The 2009 rover is nuclear powered. Its the size of a minivan and considered too large for solar power. Its also too large for an airbag landing like the last three rovers, so it has retro rockets.
But missions to Uranus and Neptune did happen... regardless of when they did happen.
The technical difficulties of trying to get to those two planets in particular is enough of a challenge that even getting there in the first place was a huge accomplishment at the time... and the fact that the U.S. Congress has cut NASA funding so significantly that it is currently impossible with the current NASA budget, unless you cut manned spaceflight entirely, to organize and set up any kind of major Voyager/Cassini/Galileo type of mission. Congressional support simply isn't there.

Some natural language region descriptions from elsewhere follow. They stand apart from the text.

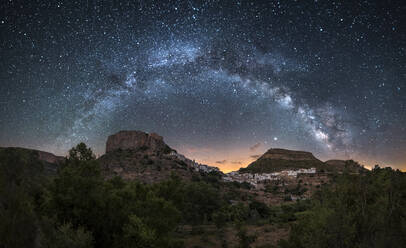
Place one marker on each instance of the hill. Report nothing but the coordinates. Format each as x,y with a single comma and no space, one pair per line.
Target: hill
281,159
146,157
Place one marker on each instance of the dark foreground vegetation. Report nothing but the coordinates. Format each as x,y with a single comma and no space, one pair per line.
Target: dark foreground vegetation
77,207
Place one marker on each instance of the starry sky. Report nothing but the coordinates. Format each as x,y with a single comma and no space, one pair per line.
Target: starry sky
221,81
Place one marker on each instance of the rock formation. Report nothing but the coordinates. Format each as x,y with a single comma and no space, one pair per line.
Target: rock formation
281,159
284,154
136,140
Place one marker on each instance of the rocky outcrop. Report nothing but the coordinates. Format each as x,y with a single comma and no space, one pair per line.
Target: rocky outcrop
136,155
136,140
49,157
275,160
344,165
288,155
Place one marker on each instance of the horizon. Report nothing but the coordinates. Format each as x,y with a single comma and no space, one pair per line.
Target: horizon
220,81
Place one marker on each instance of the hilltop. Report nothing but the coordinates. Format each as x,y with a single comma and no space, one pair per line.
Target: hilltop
146,157
281,159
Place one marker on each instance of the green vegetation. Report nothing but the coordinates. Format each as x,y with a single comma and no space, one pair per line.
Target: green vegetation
367,210
77,207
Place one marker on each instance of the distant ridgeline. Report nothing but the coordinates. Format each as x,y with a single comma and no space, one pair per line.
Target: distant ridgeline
146,157
275,160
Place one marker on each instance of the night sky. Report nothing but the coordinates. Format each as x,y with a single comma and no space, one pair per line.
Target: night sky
221,81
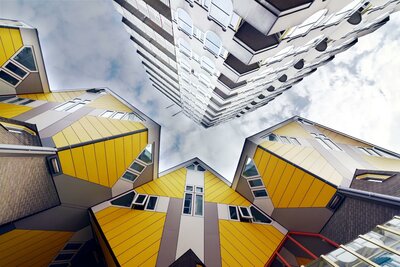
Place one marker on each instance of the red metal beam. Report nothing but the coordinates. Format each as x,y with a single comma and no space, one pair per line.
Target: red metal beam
312,255
332,243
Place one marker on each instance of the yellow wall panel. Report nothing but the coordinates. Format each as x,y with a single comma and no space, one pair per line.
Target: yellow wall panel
247,244
31,247
301,191
108,102
91,163
100,151
170,185
324,196
10,110
67,164
133,235
312,193
79,162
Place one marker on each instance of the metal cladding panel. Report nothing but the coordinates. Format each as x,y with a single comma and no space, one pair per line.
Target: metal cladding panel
133,235
31,247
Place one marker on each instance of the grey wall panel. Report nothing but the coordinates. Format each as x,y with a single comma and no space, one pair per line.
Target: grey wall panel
212,249
169,240
302,219
60,218
36,111
31,84
80,192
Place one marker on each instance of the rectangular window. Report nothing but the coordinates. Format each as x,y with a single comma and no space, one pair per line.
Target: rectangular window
260,193
187,204
199,205
245,213
233,213
140,199
151,203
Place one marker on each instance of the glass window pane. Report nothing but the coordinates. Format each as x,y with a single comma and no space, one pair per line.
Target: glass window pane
125,200
258,216
15,69
199,205
255,183
8,78
130,176
137,167
25,58
151,204
233,213
260,193
187,205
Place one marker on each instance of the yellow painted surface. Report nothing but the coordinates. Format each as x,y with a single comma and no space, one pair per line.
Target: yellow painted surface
306,157
109,102
247,244
384,164
102,162
11,110
339,138
289,186
31,247
91,128
216,190
10,42
292,129
133,235
54,96
169,185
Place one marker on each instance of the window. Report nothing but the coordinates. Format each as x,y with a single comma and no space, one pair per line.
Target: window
212,43
221,11
184,21
151,203
8,78
129,176
326,142
233,213
147,156
260,193
258,216
255,182
16,70
250,168
125,200
140,199
245,212
25,58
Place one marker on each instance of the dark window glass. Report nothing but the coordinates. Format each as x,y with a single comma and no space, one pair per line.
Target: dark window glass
254,183
64,256
233,213
151,204
72,246
130,176
258,216
27,102
25,58
137,167
187,205
15,69
140,199
250,169
125,200
8,78
244,211
260,193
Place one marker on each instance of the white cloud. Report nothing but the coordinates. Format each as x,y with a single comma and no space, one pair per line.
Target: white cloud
85,45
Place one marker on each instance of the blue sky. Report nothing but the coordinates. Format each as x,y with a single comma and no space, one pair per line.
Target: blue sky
85,45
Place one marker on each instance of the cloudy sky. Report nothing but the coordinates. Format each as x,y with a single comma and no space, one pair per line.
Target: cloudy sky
85,45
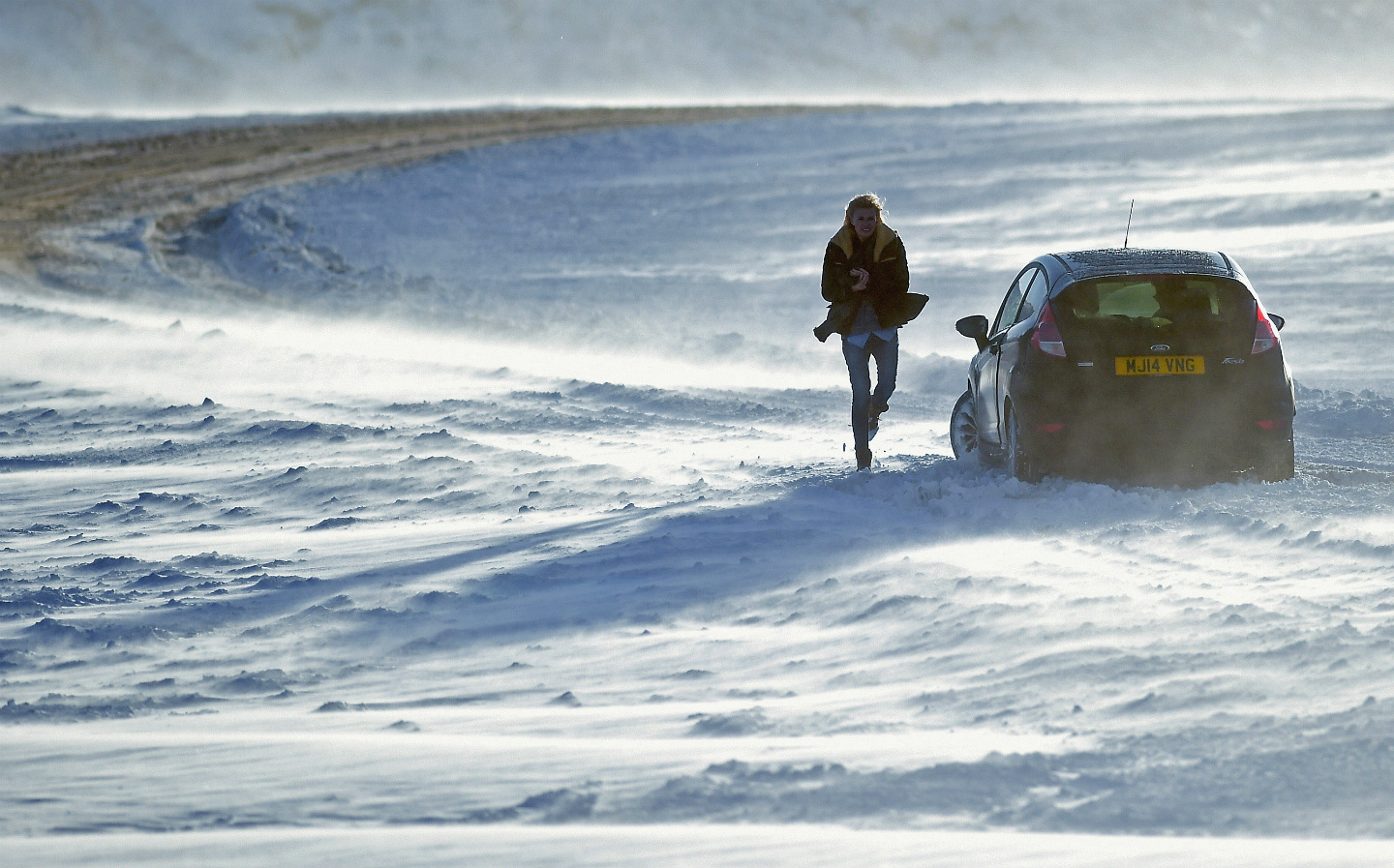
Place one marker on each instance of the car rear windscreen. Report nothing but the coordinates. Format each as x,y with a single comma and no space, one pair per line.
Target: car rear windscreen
1156,307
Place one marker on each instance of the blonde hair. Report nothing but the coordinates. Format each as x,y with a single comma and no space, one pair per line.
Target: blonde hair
867,199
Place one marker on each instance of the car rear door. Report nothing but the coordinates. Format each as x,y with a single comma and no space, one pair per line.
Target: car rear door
988,410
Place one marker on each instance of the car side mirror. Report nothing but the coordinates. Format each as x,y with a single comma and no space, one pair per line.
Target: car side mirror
975,328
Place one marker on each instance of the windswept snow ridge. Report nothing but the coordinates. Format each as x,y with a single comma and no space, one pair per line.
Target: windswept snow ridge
165,56
509,490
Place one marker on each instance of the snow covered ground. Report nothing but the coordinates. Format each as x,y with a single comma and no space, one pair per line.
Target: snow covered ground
139,57
498,507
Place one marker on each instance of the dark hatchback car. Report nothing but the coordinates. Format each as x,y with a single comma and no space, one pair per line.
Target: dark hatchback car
1124,364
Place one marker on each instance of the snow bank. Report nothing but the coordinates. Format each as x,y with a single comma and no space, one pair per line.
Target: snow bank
382,510
164,56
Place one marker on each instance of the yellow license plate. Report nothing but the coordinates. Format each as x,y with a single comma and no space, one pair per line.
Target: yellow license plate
1159,365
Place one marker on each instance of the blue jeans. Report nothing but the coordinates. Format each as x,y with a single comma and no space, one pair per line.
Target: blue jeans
859,368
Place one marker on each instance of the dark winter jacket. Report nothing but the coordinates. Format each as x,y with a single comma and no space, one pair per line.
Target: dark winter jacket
883,256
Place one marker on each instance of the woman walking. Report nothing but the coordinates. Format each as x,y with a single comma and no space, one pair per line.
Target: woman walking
865,282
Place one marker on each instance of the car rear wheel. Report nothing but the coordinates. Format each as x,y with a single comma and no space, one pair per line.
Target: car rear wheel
963,431
1019,460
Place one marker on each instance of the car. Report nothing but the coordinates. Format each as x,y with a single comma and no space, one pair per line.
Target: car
1128,364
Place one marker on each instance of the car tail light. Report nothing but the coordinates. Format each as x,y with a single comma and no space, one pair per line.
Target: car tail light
1264,336
1047,335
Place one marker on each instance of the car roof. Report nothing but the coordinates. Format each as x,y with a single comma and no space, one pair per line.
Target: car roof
1079,265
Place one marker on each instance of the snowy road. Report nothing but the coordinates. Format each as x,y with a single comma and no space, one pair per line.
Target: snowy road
519,496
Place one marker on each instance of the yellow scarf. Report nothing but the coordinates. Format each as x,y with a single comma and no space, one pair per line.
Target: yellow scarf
883,236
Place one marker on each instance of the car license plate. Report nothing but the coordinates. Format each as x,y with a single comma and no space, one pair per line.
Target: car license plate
1159,365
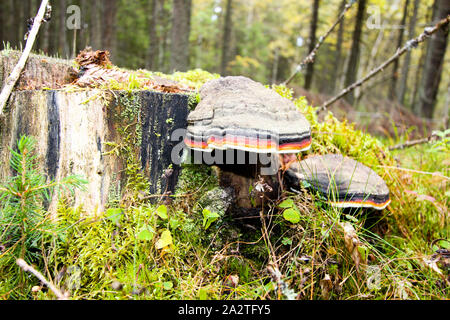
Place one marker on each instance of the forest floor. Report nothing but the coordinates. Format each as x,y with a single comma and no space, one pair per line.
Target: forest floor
177,250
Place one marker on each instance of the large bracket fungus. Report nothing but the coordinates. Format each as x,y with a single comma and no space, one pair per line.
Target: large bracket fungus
345,182
239,113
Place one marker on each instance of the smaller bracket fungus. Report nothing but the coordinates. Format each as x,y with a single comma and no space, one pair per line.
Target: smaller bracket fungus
345,182
239,113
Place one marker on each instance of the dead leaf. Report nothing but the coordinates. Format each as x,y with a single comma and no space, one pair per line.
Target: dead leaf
353,245
326,285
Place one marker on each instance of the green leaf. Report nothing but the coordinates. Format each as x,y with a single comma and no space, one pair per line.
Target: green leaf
114,214
292,215
203,294
286,241
306,184
147,233
162,212
168,285
174,223
288,203
165,240
351,218
209,217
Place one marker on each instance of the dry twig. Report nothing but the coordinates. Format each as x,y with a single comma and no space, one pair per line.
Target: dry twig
413,43
27,268
312,56
407,144
15,74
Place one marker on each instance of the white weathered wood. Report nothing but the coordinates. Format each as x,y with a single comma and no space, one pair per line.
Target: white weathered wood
15,74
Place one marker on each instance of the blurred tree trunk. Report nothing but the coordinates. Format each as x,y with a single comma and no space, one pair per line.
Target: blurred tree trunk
405,69
338,52
353,62
109,26
165,28
181,25
434,63
395,74
95,26
312,43
63,45
226,44
2,24
152,55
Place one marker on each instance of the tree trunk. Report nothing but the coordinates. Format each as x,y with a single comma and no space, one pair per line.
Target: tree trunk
109,26
353,62
226,44
434,63
405,69
181,25
338,52
312,43
395,75
152,55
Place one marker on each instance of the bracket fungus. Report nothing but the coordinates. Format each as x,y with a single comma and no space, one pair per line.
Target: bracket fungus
345,182
239,113
240,116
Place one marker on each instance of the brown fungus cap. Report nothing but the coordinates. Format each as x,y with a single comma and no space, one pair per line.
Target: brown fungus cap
239,113
345,182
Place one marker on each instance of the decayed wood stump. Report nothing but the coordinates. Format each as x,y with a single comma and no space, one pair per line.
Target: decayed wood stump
84,132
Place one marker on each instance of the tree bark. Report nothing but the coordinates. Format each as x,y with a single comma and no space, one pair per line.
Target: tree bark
395,75
312,43
353,63
181,25
226,44
405,69
434,63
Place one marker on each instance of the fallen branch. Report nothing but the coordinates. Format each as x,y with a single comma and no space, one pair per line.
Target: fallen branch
15,74
312,56
407,144
25,267
413,43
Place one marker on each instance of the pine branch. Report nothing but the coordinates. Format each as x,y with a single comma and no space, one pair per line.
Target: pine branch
413,43
31,38
312,56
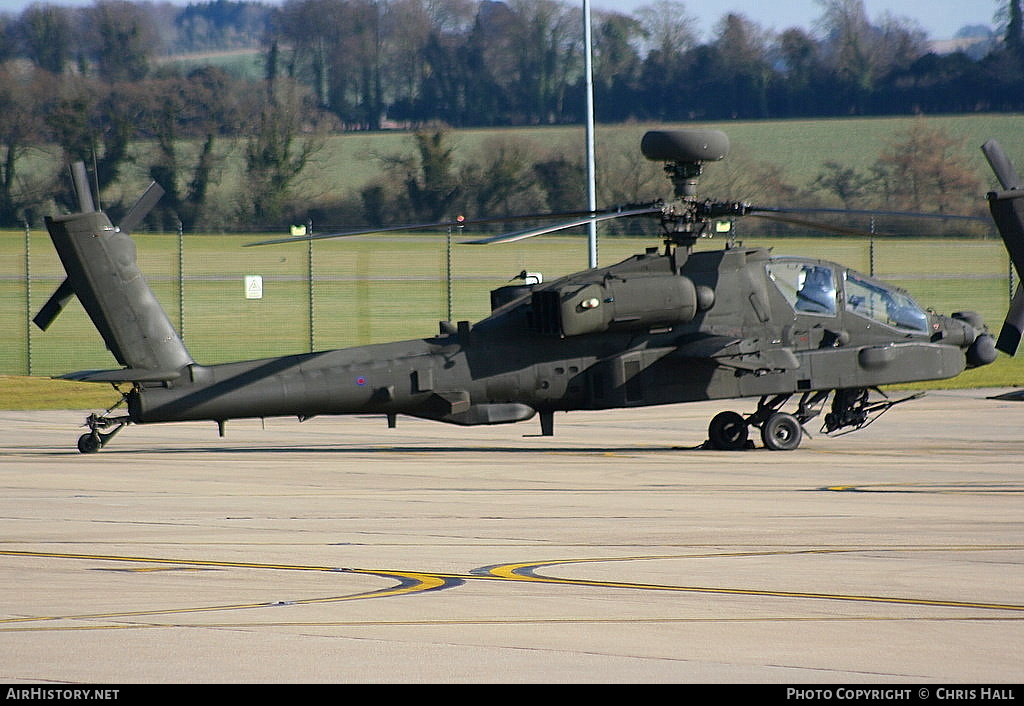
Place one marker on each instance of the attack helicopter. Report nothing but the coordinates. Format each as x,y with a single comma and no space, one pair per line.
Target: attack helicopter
669,325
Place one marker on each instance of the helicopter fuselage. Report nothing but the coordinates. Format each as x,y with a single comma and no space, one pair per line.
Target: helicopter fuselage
658,328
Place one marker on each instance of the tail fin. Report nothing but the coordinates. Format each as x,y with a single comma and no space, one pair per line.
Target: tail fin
102,272
1008,212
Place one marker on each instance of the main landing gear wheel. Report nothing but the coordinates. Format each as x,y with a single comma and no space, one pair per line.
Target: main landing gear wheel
89,443
781,431
728,431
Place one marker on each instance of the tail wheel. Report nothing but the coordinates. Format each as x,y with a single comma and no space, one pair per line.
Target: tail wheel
728,431
781,432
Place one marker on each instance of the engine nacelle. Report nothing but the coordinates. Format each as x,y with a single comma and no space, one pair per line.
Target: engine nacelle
635,303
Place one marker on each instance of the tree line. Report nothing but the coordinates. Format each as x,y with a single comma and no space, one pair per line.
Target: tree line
100,78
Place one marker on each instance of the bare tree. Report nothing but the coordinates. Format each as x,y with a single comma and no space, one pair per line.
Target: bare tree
926,169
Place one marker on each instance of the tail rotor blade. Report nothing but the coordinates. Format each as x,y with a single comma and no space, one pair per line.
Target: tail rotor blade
141,207
1010,334
1000,164
54,305
82,190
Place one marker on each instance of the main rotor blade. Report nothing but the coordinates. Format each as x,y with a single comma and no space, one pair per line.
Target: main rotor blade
782,215
1000,164
530,233
816,224
865,212
458,222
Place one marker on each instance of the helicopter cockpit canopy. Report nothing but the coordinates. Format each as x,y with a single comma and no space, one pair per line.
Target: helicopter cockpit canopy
811,287
866,297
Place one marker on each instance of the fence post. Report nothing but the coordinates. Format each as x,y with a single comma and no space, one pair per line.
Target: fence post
309,279
181,282
28,298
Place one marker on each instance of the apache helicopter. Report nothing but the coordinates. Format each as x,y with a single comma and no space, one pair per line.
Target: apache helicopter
669,325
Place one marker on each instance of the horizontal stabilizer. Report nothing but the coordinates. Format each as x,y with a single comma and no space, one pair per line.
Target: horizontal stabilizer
123,375
1013,326
54,304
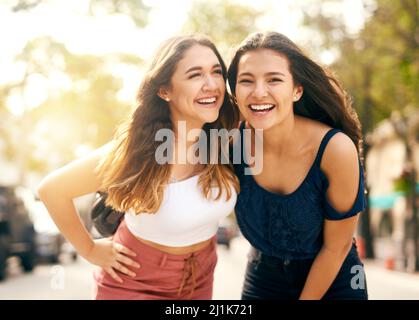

And for those blind sighted types who push for the elimination of manned spaceflight in favor of robotic missions, I would like to point out that by cutting the manned spaceflight missions, that is all you would accomplish. Congress simply will not expand robotic missions unless a manned mission requirement is pushing the hard-core need to send more robotic missions "out there". Manned spaceflight drives robotic missions.... in terms of congressional funding, not the other way around. Eliminating manned spaceflight would eliminate all government spending on spaceflight of any kind.
Sorry, but the when was very important. The circumstances that allowed Voyager 2 to travel to Uranus and Neptune only happen once every 176 years.
http://en.wikipedia.org/wiki/Planetary_Grand_Tour
The mission extension to the two outer planets only took place because of a lucky coincidence.